Armin Ronacher shipped pi 0.79.0 (20K views, 158 likes) with a security change that lands squarely in the AGENTS.md standards fight: "when you have an AGENTS.md file or .pi folder, we now ask you if you trust the folder before loading it. Global extensions can override this." It's the same prompt-injection surface this newsletter has flagged — an agent config file you didn't write is executable trust — and pi is now treating a cloned repo's instructions the way browsers treat a download.

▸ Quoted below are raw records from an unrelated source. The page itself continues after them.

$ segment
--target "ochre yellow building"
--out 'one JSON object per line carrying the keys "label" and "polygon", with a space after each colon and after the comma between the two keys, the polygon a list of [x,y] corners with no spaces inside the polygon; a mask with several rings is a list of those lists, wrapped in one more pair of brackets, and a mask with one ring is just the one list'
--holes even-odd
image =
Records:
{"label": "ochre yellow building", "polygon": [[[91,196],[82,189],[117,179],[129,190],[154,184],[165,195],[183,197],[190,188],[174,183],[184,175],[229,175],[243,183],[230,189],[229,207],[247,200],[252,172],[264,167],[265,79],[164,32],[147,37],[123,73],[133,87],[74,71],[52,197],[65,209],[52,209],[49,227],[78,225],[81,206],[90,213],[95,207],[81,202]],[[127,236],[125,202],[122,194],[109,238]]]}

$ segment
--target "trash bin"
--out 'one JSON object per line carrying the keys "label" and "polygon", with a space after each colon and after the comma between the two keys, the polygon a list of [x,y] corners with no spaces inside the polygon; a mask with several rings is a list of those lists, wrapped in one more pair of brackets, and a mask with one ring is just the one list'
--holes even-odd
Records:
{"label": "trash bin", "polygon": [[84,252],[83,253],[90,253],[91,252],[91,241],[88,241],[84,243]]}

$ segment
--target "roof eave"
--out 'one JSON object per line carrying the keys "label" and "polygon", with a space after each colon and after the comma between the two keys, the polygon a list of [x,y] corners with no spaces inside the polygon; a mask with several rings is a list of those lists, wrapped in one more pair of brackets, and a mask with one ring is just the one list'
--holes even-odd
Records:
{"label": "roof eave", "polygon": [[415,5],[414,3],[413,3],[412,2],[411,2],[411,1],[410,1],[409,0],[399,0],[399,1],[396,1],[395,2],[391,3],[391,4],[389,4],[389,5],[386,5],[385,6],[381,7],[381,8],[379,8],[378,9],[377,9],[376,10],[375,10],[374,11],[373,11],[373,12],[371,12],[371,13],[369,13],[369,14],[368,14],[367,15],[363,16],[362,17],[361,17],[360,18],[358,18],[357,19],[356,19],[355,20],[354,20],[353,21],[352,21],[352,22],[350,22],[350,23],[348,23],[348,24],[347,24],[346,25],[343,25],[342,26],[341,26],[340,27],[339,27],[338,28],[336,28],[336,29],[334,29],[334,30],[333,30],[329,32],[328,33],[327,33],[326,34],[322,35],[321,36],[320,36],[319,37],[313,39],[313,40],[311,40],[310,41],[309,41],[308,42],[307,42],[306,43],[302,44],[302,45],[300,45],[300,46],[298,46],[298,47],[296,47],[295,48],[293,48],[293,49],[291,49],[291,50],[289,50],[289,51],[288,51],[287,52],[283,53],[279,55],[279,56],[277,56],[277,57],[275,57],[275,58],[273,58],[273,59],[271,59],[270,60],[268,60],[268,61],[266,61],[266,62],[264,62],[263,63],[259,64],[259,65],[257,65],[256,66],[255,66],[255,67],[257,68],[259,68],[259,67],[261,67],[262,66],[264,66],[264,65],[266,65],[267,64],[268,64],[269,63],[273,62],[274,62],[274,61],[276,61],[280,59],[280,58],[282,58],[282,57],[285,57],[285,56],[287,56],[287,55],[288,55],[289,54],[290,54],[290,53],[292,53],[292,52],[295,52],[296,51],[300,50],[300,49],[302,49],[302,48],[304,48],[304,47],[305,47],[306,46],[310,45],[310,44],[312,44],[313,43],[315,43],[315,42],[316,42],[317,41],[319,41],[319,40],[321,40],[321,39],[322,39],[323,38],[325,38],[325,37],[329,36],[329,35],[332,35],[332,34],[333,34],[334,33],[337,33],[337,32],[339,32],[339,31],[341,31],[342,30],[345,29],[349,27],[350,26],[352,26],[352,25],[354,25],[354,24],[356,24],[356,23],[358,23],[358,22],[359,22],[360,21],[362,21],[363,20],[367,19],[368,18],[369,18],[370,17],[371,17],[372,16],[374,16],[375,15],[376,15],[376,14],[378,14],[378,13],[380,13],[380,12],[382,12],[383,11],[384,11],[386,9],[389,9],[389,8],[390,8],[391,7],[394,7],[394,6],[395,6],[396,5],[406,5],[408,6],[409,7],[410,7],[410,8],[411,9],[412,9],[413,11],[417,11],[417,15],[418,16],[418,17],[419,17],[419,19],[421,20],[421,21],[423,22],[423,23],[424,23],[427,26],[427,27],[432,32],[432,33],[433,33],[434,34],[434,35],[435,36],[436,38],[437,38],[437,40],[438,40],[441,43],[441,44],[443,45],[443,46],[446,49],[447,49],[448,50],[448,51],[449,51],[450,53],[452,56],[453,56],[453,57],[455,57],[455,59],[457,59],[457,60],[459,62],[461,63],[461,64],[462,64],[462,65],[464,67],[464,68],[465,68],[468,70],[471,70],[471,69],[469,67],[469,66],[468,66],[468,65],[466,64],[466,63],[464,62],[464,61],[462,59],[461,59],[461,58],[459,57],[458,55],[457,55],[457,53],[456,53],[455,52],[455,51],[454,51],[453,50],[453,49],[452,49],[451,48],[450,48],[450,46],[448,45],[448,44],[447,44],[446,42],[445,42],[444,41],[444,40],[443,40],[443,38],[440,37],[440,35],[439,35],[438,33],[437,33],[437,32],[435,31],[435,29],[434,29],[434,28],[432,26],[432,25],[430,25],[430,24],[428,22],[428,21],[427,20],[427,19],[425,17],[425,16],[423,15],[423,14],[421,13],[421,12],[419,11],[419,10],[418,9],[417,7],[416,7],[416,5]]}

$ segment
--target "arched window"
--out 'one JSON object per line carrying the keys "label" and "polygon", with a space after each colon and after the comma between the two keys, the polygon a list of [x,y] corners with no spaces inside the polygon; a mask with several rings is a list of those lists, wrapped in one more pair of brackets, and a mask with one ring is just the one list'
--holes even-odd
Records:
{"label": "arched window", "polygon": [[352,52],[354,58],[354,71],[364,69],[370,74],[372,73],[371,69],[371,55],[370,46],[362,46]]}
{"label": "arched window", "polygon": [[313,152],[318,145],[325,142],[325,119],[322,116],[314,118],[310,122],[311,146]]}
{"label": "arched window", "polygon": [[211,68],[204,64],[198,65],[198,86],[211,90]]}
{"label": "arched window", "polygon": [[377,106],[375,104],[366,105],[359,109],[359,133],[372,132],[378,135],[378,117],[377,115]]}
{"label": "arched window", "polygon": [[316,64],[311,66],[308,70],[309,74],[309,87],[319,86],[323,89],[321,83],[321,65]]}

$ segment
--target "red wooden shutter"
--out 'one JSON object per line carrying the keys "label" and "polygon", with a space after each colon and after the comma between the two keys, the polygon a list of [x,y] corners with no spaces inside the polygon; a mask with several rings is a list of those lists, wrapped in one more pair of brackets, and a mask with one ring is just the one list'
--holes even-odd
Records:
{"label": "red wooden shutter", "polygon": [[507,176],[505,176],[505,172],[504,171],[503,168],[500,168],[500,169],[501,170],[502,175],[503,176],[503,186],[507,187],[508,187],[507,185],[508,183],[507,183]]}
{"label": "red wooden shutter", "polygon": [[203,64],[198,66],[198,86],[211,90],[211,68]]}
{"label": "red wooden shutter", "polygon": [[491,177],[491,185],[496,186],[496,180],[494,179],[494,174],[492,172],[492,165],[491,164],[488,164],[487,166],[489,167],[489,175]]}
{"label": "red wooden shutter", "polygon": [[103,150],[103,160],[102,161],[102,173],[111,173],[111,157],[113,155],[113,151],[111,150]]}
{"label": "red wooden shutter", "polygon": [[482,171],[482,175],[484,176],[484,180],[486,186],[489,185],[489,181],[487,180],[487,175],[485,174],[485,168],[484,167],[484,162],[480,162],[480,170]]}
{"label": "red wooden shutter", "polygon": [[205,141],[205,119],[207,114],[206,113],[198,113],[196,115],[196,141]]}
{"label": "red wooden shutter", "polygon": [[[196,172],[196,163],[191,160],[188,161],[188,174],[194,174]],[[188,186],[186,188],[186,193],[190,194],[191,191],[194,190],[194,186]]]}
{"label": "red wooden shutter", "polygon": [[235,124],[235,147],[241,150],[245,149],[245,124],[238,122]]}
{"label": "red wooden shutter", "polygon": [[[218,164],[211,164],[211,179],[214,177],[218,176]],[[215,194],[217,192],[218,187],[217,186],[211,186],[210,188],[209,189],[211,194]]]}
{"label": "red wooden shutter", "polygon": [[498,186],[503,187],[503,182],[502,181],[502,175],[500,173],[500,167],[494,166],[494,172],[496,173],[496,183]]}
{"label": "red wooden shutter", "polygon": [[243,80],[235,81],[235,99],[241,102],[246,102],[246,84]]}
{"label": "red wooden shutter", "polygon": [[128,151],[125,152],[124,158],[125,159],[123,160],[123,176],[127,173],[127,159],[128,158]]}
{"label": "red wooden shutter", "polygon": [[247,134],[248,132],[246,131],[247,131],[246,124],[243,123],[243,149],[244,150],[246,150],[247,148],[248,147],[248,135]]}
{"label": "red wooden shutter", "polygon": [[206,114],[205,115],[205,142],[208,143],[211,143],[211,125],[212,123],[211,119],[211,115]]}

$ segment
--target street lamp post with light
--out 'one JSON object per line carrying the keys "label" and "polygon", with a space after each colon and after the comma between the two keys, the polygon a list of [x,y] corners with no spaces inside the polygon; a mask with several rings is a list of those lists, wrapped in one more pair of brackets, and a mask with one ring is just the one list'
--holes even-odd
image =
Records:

The replies are a tidy little debate about where security actually lives. The friction crowd wanted out: @SheltonLouisGT, "Remove the local agents.md trust please! We'll trust that all the time!" — to which Ronacher gave the honest escape hatch and the honest caveat: "You can launch pi with -a if you just want to trust it… Security wise there is no real difference from a problematic AGENTS.md or .pi folder sadly." (His other suggestion"register an extension that just approves everything. Ask pi to do it for you :)" — is funny precisely because it shows how thin the boundary is.) The sharpest critique, from @JohnDekkaTech: "another layer of 'heads-up,' but it doesn't solve the problem that almost nobody reads the extensions one installs. It's a people problem, not an agent problem." Ronacher's framing for the whole thing — that the trust event is hookable, so teams can auto-trust their own org's repos — is the realistic middle ground: a blunt default, made sharp by configuration.

Side Quests

WWDC 2026 spilled into the dev timeline, mostly as a startup-mortality conversation. Theo's take: "The Safari stuff is the most exciting on the AI side imo. Tab organization, automations and extension creation are all good enough to kill a lot of start ups (many of which I'm an investor in 🙃)." He was sharply less comfortable with on-device image gen: "realistic image gen of other non-consenting parties is genuinely dangerous and I'm scared to see where that ends up." Apple's Siri shipped the kind of thing that draws dunks — LLMJunky on "Siri AI can now create reminders and start timers": "Congratulations for getting a feature Android phones have had for several years lol" — and Apple's full-page press release blaming the EU for the delayed regional Siri launch got an RT from Armin Ronacher, who also noted, more cheerfully, that pi got mentioned in a WWDC talk.

The best "limits of agents" anecdote of the day was also Ronacher's. The whole post: "My wife told me to click a button 25 times to change the fertilizer in the app from stick to liquid. I went on a reverse engineering adventure of [the planta app] just to figure out if my agent can do it. Can't. Now I'm clicking the button 25 times." A clean reminder that for all the talk of agents that run for 19 hours, the GUI world without an API is still a wall.

And a framing worth bookmarking, from Jerry Liu: "Agent filesystems are the new RAG." His argument: agents need not just read/search over documents but "an entire infra + application layer to generate new files, collaborate with humans, organize and version information." It's the same shape as the FrontierCode and audit threads from a different angle — the value is moving from the generation step to the surrounding scaffolding. As one reply put it: "bringing back files as verbs instead of just nouns."